I'm not sure which one I'm sending next, but I know I'll have some good options
by this October.
And really, that's one
of the reasons I started doing this. I knew that if I had to have at least ONE
adventure every year, even if it was just to have a picture to send, that would
push me to do more. I can't live a sedentary, uninteresting, unadventurous
life…because I need a picture to mail. This pushes me to try new things and
simply…do more enjoyable things.
I also started doing
this so that I would always remember gratefulness. It is so easy for us to
forget what things used to be like once we live in a different reality. I want
to remember how hard it used to be, so that I recognize just how good it
is now.
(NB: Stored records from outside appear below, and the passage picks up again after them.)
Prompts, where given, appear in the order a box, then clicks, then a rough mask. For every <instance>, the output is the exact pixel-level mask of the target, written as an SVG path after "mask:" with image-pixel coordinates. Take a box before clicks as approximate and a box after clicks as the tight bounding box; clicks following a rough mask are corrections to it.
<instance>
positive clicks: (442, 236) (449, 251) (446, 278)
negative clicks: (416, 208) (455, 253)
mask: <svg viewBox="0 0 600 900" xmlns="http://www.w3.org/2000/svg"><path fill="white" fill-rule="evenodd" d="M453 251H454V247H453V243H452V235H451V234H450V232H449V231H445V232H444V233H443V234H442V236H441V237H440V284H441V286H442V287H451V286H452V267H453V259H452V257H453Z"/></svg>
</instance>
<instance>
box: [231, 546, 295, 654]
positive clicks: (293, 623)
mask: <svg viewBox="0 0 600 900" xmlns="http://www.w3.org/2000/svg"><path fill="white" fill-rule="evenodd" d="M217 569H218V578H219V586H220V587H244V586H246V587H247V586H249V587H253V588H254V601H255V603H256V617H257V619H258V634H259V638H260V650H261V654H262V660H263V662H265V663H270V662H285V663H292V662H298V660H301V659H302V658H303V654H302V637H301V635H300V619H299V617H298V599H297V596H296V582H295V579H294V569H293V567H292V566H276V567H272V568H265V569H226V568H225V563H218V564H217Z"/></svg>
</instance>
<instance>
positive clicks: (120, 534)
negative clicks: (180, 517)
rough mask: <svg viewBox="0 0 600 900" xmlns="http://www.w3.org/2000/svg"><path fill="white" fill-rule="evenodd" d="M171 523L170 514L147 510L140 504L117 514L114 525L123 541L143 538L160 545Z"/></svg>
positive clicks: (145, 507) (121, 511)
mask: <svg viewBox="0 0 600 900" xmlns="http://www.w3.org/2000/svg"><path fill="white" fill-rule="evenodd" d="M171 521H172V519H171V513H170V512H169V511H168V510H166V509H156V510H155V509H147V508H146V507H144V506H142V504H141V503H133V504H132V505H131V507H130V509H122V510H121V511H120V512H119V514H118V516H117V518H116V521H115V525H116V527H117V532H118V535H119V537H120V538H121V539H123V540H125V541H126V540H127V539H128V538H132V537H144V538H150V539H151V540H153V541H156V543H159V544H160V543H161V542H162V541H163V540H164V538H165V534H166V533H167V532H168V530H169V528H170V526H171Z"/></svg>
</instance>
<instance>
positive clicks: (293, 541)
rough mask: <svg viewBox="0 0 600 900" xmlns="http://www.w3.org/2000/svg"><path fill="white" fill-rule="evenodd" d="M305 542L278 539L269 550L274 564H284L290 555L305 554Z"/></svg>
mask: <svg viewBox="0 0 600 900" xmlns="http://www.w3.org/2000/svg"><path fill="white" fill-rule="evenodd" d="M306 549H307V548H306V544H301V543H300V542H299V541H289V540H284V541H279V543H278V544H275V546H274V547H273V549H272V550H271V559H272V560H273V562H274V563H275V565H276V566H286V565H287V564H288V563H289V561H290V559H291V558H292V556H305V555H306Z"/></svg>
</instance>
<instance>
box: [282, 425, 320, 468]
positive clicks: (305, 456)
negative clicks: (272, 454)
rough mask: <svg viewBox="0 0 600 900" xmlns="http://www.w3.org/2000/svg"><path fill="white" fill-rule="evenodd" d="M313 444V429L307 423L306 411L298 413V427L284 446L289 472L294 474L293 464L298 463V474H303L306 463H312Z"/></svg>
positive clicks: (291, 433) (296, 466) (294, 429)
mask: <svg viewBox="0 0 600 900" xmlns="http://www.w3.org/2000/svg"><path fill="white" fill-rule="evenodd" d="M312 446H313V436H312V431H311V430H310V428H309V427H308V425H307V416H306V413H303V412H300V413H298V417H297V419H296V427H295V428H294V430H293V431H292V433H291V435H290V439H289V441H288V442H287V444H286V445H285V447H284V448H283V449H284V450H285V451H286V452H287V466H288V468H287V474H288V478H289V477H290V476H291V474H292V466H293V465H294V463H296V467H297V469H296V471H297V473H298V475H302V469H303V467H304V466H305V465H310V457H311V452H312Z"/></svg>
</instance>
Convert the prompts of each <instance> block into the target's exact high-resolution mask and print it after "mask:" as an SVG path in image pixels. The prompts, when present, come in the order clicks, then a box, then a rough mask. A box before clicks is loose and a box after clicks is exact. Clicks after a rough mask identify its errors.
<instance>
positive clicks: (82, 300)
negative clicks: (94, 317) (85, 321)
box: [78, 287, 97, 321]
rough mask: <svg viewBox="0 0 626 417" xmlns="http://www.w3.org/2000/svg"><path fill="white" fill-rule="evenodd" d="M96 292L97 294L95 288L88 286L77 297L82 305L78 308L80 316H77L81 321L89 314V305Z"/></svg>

I believe that sending him a card keeps me in touch with thankfulness.
But there's actually a
bigger reason that I send him a picture and a card. It's to remind HIM of how
important he has been. Just another day in the office for him wrought out a
massive life change for me. I think most people probably receive from him what
I did, which is a massive gift…but then they go about living into that gift.
This man changed everything for me, and I want him to know that. And that's why
a one time thank you isn't sufficient in my mind. Every year that I'm able to
do something is STILL a gift from that surgeon, and I want him to know that
another day in the office shifted my potential for joy.